More silence–the kind that comes when two strangers are considering each other. I honestly felt that he was being sincere, even though he was in big trouble, it could have been worse. He could have been a killer or coochie-taker. I felt somewhat relieved. Now all I had to do was get his ass out of my car.
“Where do I drop you off?” I tried to sound nonchalant.
“Tallahassee.”
“Talahasseeeeee?” I quipped.
“The same place where you headed.” He tried to say it with a straight face but then added, “Don’t worry Shouty, as soon as we get there, you can drop a nigga off at the mot.”
He meant motel.

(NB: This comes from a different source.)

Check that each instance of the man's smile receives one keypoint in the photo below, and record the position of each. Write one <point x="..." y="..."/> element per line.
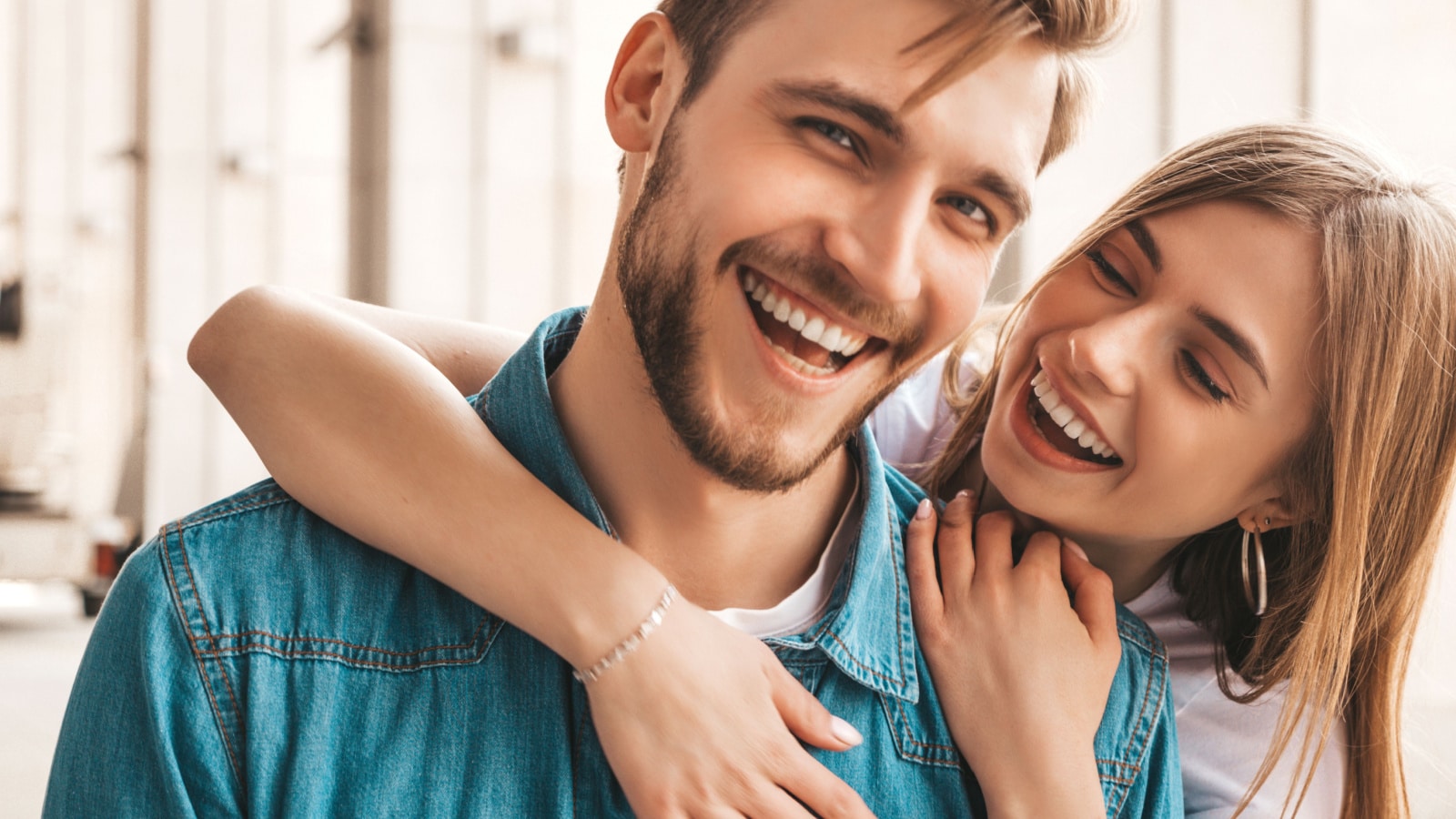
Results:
<point x="810" y="341"/>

I watched as he primed his lips with his tongue. His eyelashes were long like a girl’s and pretty, too. I couldn’t help thinking, so handsome, yet he was so damn dumb. He was just wasting his life, headed in the same direction as my brother, and his language was foolish. He actually thought he was sounding pimpish, trying to impress me, but there was something about him, his character and its aloofness. He wore his thugness like a black panther; it was all a natural part of his aura. I could, for the first time, see how a sister could be attracted to a thug. Not me, of course, or so I thought. I thought that he was the same kind of brotha that hung out on the street corners drinking out of brown paper bags, saying slick flirtatious remarks about girls’ asses when they passed to go to school.